Some back of the envelope calculations on the offereing. If net proceeds are $214 million and that is used to pay down their debt that would save about $16,852,500 of interest ($214 million x 7.875% interest on senior notes per the Q3 10Q filing). But they have to pay dividends on the 8 million shares at $2.43 per share per year. That will be $19,440,000, which is more than paying the interest on the loans. So I'm trying to figure out if this is really a good thing??
Thoughts would be appreciated or corrections to my simple calculations.
Hi JustAnother Name:
You are forgetting the additional income from the acquisition that was purchased and will in time turn into additional and growing distributions which is why we invested in VNR in the first place. The important thing to realize (In my opinion) is the turmoil that is caused by others that don't understand the process and are fearful, and that causes the unit price to be lowered to accomplish the unit sale. Those that understand what's happening are buying at the temporarily depressed price because there is nothing bad that happened between yesterday at 4:00 PM and now to cause a price reduction of $2.26 from yesterday's close.

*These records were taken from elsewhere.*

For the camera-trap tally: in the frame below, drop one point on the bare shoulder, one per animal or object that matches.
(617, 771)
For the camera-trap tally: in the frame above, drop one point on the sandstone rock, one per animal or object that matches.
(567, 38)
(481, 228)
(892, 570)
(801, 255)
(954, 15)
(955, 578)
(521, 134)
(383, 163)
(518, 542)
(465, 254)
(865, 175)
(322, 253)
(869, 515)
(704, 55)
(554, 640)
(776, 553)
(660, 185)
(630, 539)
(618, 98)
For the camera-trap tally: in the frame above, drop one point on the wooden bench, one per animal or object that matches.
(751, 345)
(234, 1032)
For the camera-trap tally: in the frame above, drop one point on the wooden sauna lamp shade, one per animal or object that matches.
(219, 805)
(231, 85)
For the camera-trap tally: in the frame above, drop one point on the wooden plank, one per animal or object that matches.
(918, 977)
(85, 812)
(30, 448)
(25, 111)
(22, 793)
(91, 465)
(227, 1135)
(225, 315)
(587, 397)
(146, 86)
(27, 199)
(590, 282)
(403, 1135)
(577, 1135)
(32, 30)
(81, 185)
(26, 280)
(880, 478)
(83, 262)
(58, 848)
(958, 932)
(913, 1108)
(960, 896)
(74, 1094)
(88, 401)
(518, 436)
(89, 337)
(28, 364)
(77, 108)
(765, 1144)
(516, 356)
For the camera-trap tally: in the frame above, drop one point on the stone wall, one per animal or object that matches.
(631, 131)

In fact the $2.26 price saving is equal to more than 11 monthly distributions of $0.2025= $2.2275. Buying additional units at the current reduced price will in effect give you approximately 23 monthly payments in the next 12 months when the price returns to the $28.94 yesterday's closing price.
IMHO this is a good event for VNR and its current unitholders and is an even better event if one understants VNR's business model and takes advantage of the situation and buys more units.
I hope this helps
Thank you for your post. Let me say that I am long VNR and I'm a shareholder. But I wanted to continue the discussion and address the points you raise:
1. You say I'm not factoring in the acquisition, which will lead to growing distributions. That would have been the case even if they didn't do the offering.
2. You say nothing bad happened between 4pm yesterday and now to cause a price reduction. But in fact, something bad did happen...dilution, which doesn't seem to save the company money based on my simple cash flow calculation.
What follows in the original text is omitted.